And we’re back this time with Tom’s tips for Solo paddling .
Tip 1: Proper Position
I can’t count how many times I’ve seen someone solo paddling a tandem canoe as they normally would with someone else in the boat; sitting in the stern, with the result being the front 3/4 of the canoe completely out of the water. To remedy this, sit backwards in the bow seat, which will position you further to the centre of the canoe. Jam your pack and all of your gear at the front of your boat and you’ll now be almost perfectly balanced in the water, making your canoe much easier to manoeuvre in the process.
Tip 2: Extra Ballast
Scenario: you’ve reached your campsite for the day and want to go out for some fishing or just an evening paddle. Your gear is all unpacked, and you don’t have anything to weigh down the bow.
Solution: pack a few extra dry sacks on your trip so you can fill them with water and place them at the front of the canoe for ballast. You may want to fasten them to the front handle with a carabiner and/or some paracord as they’ll roll around on you pretty easily.

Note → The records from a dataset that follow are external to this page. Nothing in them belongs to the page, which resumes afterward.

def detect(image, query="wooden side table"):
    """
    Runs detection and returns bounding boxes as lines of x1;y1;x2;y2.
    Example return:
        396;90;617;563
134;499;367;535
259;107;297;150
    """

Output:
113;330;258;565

Tip 3: Limiting Paddle/Gunwale Wear
I rely heavily on the Canadian Stroke when paddling solo, which involves a significant amount of contact with the gunwale and some heavy prying in high winds. I do a lot of solo trips and noticed that this technique was really starting to show some wear on both my paddles and gunwales. This past season, I experimented with a solution that seems to have solved the issue:
I place a double layer of white hockey tape halfway up the paddle shaft (where the paddle makes contact with the gunwale), and apply a heavy coating of hockey stick blade wax. I had a hard time finding a non-scented wax (Sex Wax, Howies, etc all have a super-fruity smell – not something you want at your campsite for bear precautions), but Ice Wax works excellently and is unscented. Depending on the length of my solo trip, I might have to reapply wax once or not at all.